At Lawfare, Elizabeth McElvein and Benjamin Wittes undertake a deep dive into the U.S. Supreme Court’s refusal to overturn a lower court decision that rejected former President Donald Trump’s claim to executive privilege regarding documents sought by the House Select Committee looking into the events of Jan. 6, 2021. The Supreme Court — with only the embarrassing Clarence Thomas in dissent — did not address whether a former president can invoke executive privilege. Instead, they said that even if Trump were the incumbent president, his claims to executive privilege would not prevail. If you are one of the former president’s lawyers, things just went from bad to far, far worse.
Just what the country needs: More money in politics. Yeesh. Politico reports on the millionaires who are flooding Senate races with campaign contributions or, worse, running for office themselves. Always on the lookout for a silver lining, I will only point out that many of these filthy rich candidates will soon discover that politics is not like business, and they will have spent gobs of money to no end. Lest we forget, Sen. Elizabeth Warren made every dollar of Michael Bloomberg’s more than $1 billion, with a “b,” meaningless in just under one minute.

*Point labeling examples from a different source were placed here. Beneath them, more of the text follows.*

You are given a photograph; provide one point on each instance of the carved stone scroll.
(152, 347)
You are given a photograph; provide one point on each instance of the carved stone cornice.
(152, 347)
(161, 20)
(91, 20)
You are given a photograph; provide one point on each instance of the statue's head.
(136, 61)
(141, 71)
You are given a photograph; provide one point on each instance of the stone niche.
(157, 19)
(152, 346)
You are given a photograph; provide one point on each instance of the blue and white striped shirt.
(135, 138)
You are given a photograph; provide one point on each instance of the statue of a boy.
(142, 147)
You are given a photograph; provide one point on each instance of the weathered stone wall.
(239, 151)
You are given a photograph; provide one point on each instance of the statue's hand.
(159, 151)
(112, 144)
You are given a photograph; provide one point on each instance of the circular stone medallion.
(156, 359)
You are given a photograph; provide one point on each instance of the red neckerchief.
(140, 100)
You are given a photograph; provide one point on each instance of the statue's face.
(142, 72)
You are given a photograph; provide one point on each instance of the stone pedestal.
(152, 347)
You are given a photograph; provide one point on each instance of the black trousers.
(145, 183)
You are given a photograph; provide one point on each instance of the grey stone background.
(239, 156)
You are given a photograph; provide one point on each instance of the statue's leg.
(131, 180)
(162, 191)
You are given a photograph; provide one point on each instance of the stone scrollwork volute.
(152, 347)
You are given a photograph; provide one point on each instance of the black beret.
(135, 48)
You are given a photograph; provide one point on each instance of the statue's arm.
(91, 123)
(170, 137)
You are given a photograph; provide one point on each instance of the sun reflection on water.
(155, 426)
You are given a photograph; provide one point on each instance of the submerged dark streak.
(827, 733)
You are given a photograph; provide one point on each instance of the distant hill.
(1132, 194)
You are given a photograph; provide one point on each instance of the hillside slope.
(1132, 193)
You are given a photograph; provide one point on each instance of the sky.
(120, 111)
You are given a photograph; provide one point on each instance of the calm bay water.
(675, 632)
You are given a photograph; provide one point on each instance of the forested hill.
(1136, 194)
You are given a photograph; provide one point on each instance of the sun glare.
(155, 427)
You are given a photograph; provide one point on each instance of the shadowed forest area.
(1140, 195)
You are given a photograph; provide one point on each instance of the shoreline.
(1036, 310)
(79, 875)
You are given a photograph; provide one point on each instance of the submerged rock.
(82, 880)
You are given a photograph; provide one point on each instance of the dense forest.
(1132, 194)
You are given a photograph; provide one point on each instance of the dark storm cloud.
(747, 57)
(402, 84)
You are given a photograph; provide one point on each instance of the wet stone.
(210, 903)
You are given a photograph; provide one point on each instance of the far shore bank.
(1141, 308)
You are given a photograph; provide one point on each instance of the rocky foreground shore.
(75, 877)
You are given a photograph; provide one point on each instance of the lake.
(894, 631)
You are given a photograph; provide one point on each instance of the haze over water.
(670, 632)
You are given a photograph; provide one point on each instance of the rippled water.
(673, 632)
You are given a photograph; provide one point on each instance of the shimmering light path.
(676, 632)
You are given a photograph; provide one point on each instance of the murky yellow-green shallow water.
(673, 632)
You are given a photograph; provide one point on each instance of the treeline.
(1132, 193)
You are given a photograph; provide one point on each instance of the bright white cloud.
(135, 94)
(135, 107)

The Winter Olympics begin in less than two weeks and one predictable hurdle the International Olympic Committee overlooked when it selected Beijing to host the games is the dreadful smog from which the city suffers, as The Washington Post reports. It tells you all you need to know that the IOC was so concerned to cater to the Chinese government that it ignored not only the abysmal human rights abuses of the regime, but its inability to provide clean air to its people. Send the games to a permanent location and be done with it.
In the Catholic Standard, outgoing President John Garvey of the Catholic University of America manages to embarrass himself one last time with a ridiculous attack on “scientism.” Mind you, there is a smart and informed attack to be made against scientism, and it was already made by one of my mentors, Leon Wieseltier, in his famous 2013 critique of Steven Pinker, published under the puckish title “Crimes Against Humanities” in the New Republic. The key graph was this:
Yet the purpose of Pinker’s essay is not chiefly to denounce religion. It is to praise scientism. Rejecting the various definitions of scientism — “it is not an imperialistic drive to occupy the humanities,” it is not “reductionism,” it is not “naïve” — Pinker proposes his own characterization of scientism, which he defends as an attempt “to export to the rest of intellectual life” the two ideals that in his view are the hallmarks of science. The first of those ideals is that “the world is intelligible.” The second of those ideals is that “the acquisition of knowledge is hard.” Intelligibility and difficulty, the exclusive teachings of science? This is either ignorant or tendentious. Plato believed in the intelligibility of the world, and so did Dante, and so did Maimonides and Aquinas and Al-Farabi, and so did Poussin and Bach and Goethe and Austen and Tolstoy and Proust. They all share Pinker’s denial of the opacity of the world, of its impermeability to the mind. They all join in his desire to “explain a complex happening in terms of deeper principles.” They all concur with him that “in making sense of our world, there should be few occasions in which we are forced to concede ‘It just is’ or ‘It’s magic’ or ‘Because I said so.'” But of course Pinker is not referring to their ideals of intelligibility. The ideal that he has in mind is a very particular one. It is the ideal of scientific intelligibility, which he disguises, by means of an inoffensive general formulation, as the whole of intelligibility itself.
Sadly, Garvey is incapable of such depth. And to raise his tiny intellectual fists against science when so many of his co-religionists are ardently opposing sane, moral steps to confront a pandemic, Garvey’s writing is as morally irresponsible as it is intellectually thin.